Appalachian Wednesday–Aw Nuts!

Cutting walnutsThe apples are in, the pumpkin’s carved, and the leaves are all orange and yellow and red. Must be time for the nut harvest! Of course, if we don’t hurry, the critters will beat us to it.

Growing up on the farm, we had walnuts, chestnuts, and filberts (hazelnuts). With walnuts, it was best to let nature dry the husk and expose the shell, which would still turn our hands black. Chestnuts could be removed from their prickly casing by pinching them between the soles of our boots and pushing out. Hazelnuts we just let dry a bit and then whacked but good with a hammer.
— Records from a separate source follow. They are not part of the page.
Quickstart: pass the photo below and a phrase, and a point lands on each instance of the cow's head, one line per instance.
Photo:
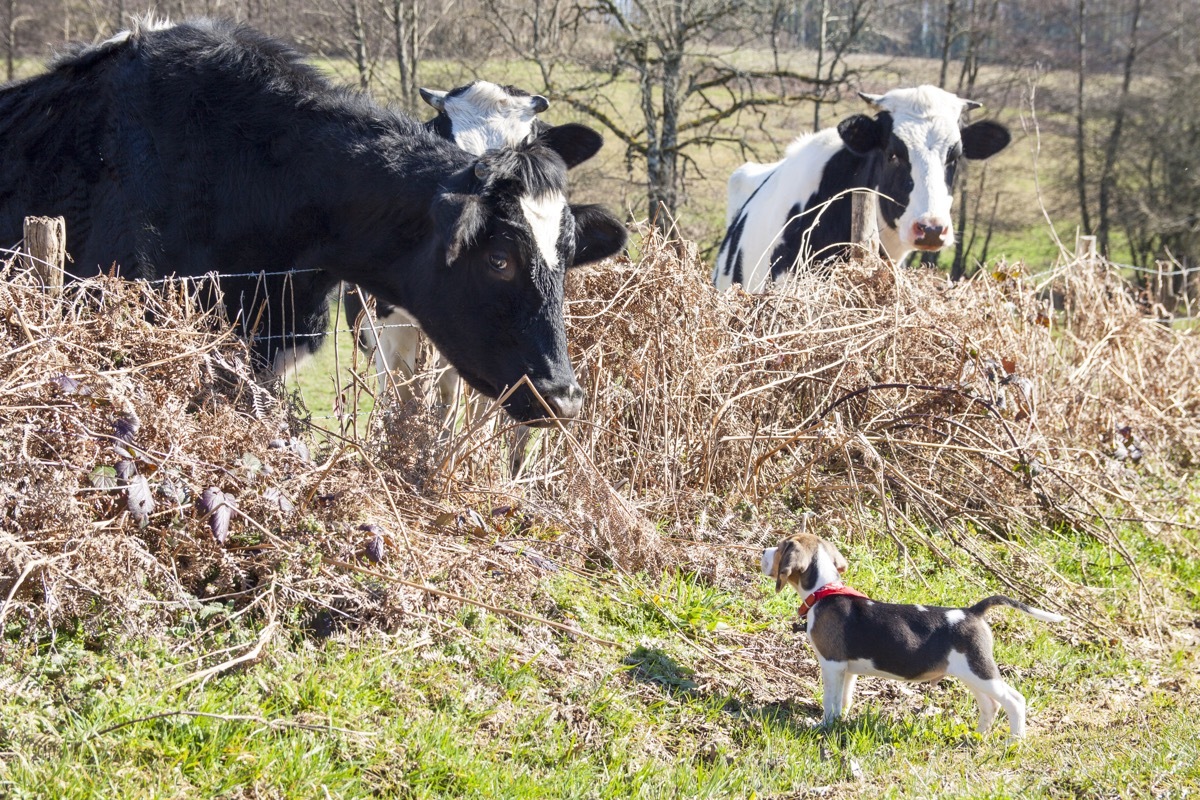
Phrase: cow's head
(485, 115)
(915, 143)
(493, 305)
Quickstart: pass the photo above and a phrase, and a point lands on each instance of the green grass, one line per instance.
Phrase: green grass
(480, 707)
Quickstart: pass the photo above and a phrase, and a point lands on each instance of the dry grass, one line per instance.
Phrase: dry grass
(880, 400)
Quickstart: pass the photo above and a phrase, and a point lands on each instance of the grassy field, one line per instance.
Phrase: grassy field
(700, 692)
(672, 684)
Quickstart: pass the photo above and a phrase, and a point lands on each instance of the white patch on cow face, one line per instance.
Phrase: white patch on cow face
(925, 119)
(545, 217)
(487, 118)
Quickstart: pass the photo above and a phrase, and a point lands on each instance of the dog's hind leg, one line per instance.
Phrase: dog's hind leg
(847, 691)
(833, 675)
(997, 691)
(988, 709)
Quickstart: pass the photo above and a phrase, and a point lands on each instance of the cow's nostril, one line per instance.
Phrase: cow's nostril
(567, 403)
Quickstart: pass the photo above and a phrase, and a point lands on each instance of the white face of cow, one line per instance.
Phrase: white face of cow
(495, 308)
(484, 115)
(919, 140)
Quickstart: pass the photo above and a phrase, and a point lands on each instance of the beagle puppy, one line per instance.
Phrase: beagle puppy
(856, 636)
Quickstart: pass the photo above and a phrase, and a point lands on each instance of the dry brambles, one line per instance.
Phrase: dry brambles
(144, 469)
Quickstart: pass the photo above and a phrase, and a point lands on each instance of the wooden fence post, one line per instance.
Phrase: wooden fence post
(1085, 250)
(864, 230)
(46, 248)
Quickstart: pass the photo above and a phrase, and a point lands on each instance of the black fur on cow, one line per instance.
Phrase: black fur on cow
(208, 146)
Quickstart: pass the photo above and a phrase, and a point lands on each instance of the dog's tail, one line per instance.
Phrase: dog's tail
(1001, 600)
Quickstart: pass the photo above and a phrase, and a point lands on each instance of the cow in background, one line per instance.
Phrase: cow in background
(796, 211)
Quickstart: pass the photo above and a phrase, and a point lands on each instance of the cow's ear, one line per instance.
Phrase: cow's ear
(573, 142)
(433, 97)
(862, 133)
(460, 218)
(984, 139)
(598, 234)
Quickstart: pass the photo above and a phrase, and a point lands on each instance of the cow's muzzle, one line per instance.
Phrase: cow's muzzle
(562, 403)
(929, 235)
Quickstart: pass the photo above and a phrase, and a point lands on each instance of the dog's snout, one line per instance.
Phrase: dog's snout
(768, 560)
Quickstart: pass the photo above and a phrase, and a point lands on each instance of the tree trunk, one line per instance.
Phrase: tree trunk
(1085, 215)
(1113, 145)
(822, 38)
(360, 46)
(405, 28)
(10, 38)
(947, 41)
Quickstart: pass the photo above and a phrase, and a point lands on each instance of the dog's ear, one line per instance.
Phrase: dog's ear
(787, 560)
(839, 560)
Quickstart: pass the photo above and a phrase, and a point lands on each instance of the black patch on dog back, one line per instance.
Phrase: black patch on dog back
(904, 641)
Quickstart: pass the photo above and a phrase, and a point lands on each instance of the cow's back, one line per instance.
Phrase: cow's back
(179, 150)
(55, 155)
(768, 233)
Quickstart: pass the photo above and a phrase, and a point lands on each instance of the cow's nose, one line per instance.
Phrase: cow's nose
(565, 403)
(929, 230)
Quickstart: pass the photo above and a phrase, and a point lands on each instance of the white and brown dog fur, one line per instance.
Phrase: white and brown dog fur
(857, 636)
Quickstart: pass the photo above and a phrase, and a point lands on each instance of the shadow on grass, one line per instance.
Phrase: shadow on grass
(863, 728)
(655, 667)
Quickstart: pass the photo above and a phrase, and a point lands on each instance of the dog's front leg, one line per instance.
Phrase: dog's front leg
(833, 675)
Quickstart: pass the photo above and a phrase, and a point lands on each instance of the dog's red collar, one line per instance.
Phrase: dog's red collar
(835, 588)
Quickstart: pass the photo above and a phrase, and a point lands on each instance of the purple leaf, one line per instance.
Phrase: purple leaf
(217, 507)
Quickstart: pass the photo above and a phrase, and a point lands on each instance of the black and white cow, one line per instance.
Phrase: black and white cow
(478, 116)
(208, 146)
(798, 210)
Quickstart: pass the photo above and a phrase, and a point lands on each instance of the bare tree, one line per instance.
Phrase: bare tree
(679, 56)
(1113, 142)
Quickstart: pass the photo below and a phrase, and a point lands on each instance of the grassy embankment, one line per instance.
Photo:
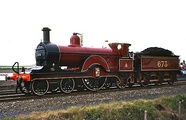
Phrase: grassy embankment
(159, 109)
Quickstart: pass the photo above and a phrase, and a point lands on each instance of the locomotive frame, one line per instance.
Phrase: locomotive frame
(91, 68)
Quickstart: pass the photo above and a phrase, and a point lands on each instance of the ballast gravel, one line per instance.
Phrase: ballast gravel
(12, 109)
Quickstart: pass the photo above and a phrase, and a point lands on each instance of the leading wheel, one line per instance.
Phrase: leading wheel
(94, 84)
(40, 87)
(145, 81)
(67, 85)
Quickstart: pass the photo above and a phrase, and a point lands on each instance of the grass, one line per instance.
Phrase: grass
(163, 108)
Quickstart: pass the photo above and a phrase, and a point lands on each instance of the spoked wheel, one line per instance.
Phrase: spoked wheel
(160, 80)
(172, 79)
(67, 85)
(120, 85)
(94, 84)
(40, 87)
(144, 81)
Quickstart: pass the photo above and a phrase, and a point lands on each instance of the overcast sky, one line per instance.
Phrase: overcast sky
(142, 23)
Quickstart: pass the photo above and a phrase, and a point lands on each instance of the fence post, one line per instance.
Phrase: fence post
(145, 115)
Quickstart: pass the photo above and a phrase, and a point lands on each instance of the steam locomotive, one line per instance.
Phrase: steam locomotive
(74, 67)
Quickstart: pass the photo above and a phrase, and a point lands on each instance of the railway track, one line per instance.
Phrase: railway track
(11, 95)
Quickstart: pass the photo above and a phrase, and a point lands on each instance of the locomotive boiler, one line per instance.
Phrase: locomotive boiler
(74, 67)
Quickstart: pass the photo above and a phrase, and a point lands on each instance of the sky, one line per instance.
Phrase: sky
(142, 23)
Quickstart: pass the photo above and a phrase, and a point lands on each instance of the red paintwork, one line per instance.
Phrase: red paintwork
(95, 60)
(76, 57)
(153, 63)
(126, 65)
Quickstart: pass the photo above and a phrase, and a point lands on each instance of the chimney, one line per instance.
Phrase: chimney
(46, 35)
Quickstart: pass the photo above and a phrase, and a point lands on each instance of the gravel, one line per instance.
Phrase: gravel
(12, 109)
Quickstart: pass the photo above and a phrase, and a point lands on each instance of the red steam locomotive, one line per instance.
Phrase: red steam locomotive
(73, 67)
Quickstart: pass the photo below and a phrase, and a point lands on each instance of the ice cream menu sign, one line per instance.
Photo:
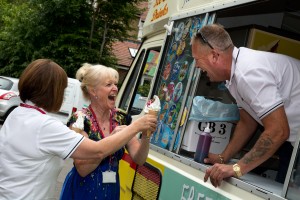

Mom probably made things using nuts, but mostly the pleasure was in just eating them straight from the shell. And eat them we did! Chestnuts in particular were an easy target and the crisp texture and flavor of that buttery, yellow nut was SO good. You can score them and roast them briefly to make them easy to peel, but we just bit ’em until the shell cracked.

Even here, on our little ole plot of land in NC, we have walnut trees (can’t plant tomatoes under them) and several hazelnut shrubs. But it’s a lot of work and not always worth it if the weather hasn’t been right or worms have gotten there first. So mostly Thistle and I sit inside the French doors and watch the squirrels feast. Their leavings streak the porch black when I go out to sweep them away.

But I kind of like that.

Reminds me of how God provides for squirrels and children growing up on a farm just alike. And how what he provides nourished my body back then and my heart today.

Published by Sarah Loudin Thomas

Author, wife, child of God.

5 thoughts on “Appalachian Wednesday–Aw Nuts!

  1. When I was little, we had to walk a mile uphill to school. Literally. Of course, it was a mile downhill to get home, so that was good…
    Along the way, my sister (yes, I have one) and I would collect what we called horse chestnuts and bring them home, our pockets bulging with our treasures. We never did a thing with them, other than fill a big paper grocery bag and our closet floor, with hundreds of them!
    Where lived, there weren’t any squirrels, so I don’t quite know what happened to the hoard of goodies.
    I miss that walk, it was lovely.

    1. What a sweet memory! Horse chestnuts ARE pretty. I do the same thing with buckeyes–they’re just so glossy and smooth you can’t NOT pick them up. Supposed to be good luck, too ; )

  2. No tomatoes under walnut trees, but an excellent place for blackberries!
    The best pecan pie I ever ate was Anna’s made with hazelnuts.